About seven years ago, I decided to buy my 2-year-old son his first share of stock.
I thought it was a great gesture and a neat idea. The website, GiveAShare.com, puts it in a frame with a nice little quote on it to give as a gift.
In total, it cost me about $100.
It wasn’t much of an investment, though. It was more of a unique gift.
But had I spent that $100 on another item gaining attraction in 2010, I would have made my son a millionaire today.
I’m talking about bitcoin.
It first came on the scene in 2009 as a digital currency, but it took some time to gain traction. In 2010, a user used 10,000 bitcoins to buy two pizzas and have them delivered. This was the first time it received a concrete value — about $0.003 per coin.

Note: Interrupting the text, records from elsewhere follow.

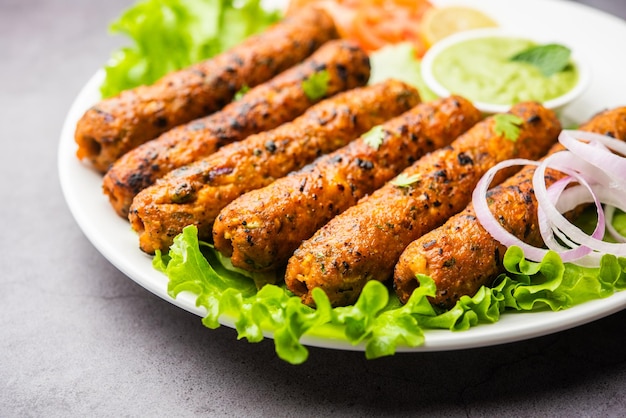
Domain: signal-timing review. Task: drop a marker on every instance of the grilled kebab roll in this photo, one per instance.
(364, 242)
(461, 256)
(266, 106)
(118, 124)
(195, 194)
(260, 230)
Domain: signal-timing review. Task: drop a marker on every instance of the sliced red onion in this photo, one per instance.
(489, 222)
(595, 173)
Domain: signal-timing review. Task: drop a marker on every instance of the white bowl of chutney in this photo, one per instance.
(477, 65)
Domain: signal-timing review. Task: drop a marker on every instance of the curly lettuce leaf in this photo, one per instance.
(377, 320)
(168, 35)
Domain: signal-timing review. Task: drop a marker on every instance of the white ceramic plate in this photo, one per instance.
(594, 34)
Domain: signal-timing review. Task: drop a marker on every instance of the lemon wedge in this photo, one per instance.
(440, 22)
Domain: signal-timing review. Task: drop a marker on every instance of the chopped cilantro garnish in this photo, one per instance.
(374, 137)
(508, 125)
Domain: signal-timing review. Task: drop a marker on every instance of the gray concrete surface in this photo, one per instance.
(79, 339)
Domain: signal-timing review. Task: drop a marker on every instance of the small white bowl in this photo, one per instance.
(555, 104)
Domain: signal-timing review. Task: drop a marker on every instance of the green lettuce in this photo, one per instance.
(377, 320)
(171, 34)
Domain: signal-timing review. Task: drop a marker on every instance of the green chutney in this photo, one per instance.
(480, 70)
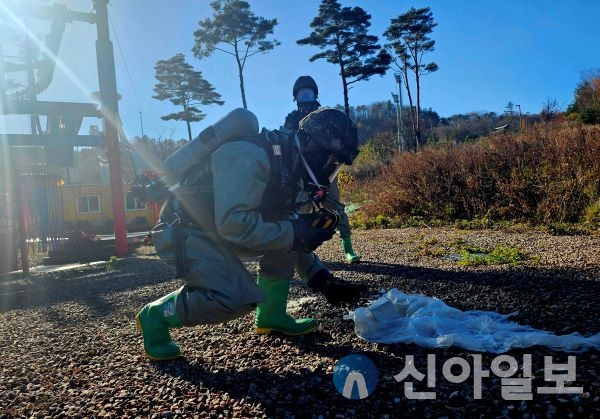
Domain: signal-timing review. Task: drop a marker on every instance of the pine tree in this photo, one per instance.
(341, 35)
(180, 84)
(408, 35)
(234, 29)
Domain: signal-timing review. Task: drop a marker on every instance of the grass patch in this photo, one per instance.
(501, 255)
(469, 255)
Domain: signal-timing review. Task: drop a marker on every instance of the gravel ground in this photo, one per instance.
(70, 348)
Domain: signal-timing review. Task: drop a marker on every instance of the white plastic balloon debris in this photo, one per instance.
(404, 318)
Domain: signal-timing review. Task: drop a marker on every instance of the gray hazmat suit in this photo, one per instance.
(235, 217)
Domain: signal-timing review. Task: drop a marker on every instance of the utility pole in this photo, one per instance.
(141, 124)
(396, 100)
(109, 109)
(399, 122)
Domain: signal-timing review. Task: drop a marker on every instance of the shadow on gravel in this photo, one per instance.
(90, 286)
(561, 300)
(311, 386)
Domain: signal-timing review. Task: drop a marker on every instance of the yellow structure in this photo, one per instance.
(89, 208)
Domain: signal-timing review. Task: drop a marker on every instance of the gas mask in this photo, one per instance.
(306, 100)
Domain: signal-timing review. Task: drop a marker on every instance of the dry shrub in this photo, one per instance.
(549, 174)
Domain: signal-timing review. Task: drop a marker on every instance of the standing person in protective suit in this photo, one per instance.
(241, 200)
(305, 93)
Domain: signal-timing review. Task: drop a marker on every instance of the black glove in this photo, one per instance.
(308, 237)
(335, 290)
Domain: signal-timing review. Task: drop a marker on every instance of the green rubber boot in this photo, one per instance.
(349, 254)
(271, 316)
(154, 321)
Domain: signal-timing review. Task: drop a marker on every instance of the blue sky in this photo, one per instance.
(489, 53)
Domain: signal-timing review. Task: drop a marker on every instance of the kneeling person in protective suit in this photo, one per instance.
(242, 202)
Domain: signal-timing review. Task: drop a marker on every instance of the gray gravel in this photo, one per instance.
(70, 348)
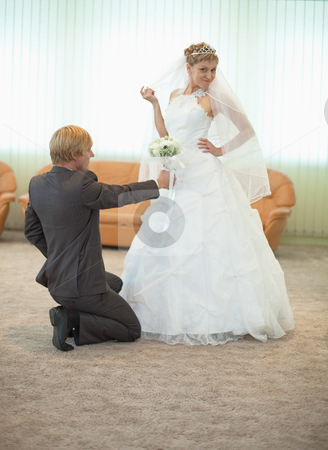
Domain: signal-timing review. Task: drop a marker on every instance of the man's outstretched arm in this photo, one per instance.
(33, 230)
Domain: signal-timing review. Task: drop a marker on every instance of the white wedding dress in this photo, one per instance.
(205, 274)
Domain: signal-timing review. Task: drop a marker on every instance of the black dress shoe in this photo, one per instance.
(58, 319)
(70, 332)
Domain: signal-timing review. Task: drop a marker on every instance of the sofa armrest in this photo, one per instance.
(23, 200)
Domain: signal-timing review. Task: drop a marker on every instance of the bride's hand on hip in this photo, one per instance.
(209, 147)
(148, 94)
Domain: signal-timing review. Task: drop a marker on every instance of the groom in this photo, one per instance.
(62, 221)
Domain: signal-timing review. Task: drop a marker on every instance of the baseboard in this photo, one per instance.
(304, 240)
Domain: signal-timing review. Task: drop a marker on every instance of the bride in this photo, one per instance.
(200, 270)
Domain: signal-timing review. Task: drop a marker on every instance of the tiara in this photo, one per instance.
(204, 50)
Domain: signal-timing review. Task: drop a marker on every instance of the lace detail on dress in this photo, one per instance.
(200, 93)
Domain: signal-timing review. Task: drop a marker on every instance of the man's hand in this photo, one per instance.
(149, 95)
(164, 179)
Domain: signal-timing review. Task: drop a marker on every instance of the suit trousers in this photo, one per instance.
(103, 317)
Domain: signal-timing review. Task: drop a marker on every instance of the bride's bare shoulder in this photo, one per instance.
(174, 94)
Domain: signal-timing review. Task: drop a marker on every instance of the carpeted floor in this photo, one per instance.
(148, 395)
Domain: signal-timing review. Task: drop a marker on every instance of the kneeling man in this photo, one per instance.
(62, 221)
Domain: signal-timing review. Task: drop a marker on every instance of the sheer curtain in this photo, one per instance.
(83, 62)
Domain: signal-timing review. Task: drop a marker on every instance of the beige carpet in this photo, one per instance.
(148, 395)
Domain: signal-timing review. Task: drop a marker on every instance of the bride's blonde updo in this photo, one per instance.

Using that value, had you spent $100 to obtain bitcoins in 2010, you would have $75 million today.
And it’s been helped this year, as the price of a bitcoin has more than doubled from about $1,000 to more than $2,000 last week.
With all the hype surrounding the digital currency, I’m sure it has you eager to find out how to benefit. After all, there are funds rapidly trying to bring a bitcoin exchange-traded fund to the market as we sit here, so it may be easier any day now.
One thing about bitcoin, though, at least so far, is that after every massive surge it experiences, it plummets shortly after.
Let me explain.
Sorry to Burst Your Bubble
Bubbles are one thing, but bitcoin is constantly going in and out of bubbles. It has only been around since 2010, yet it has had surges of more than 400%, not once, not twice, but three times, and all in a short time frame.
Today we are going to look at each of these surges and see what they tell us about the latest one.
The first one, and the largest percentagewise, was in 2011 — over 4,000%:
The price spiked from less than a buck to nearly $30 in just three months. But the following six months saw that rally get wiped out.
The next bubble was in 2013, a 400% pop:
This spike was erased in just days after the system bitcoin runs on, which is supposed to be unhackable and flawless, broke, causing panic selling.
The spike took just a month, and the collapse was just a day.
Then, just a few months later, there was another huge spike of 900%:
The jump happened in just two months, but the sell-off lasted over a year — although it still retraced almost the entire rally.
Which brings us to where we are today, another significant spike:
When the spike technically started is hard to tell. From bottom to top, it started in January 2015 — a two-and-a-half-year rally.
But, more recently, it’s fair to say it started around the $1,000 mark and has nearly tripled since then.
Bitcoin could continue surging, but based on the past bubbles we have seen with it, a collapse seems promising.
Whether it plays out over a few days, a few months or a year, you’ll have a better opportunity to buy bitcoins.
While we all may have the angst of not buying $100 of bitcoin in 2010, don’t make the mistake of chasing the cryptocurrency now.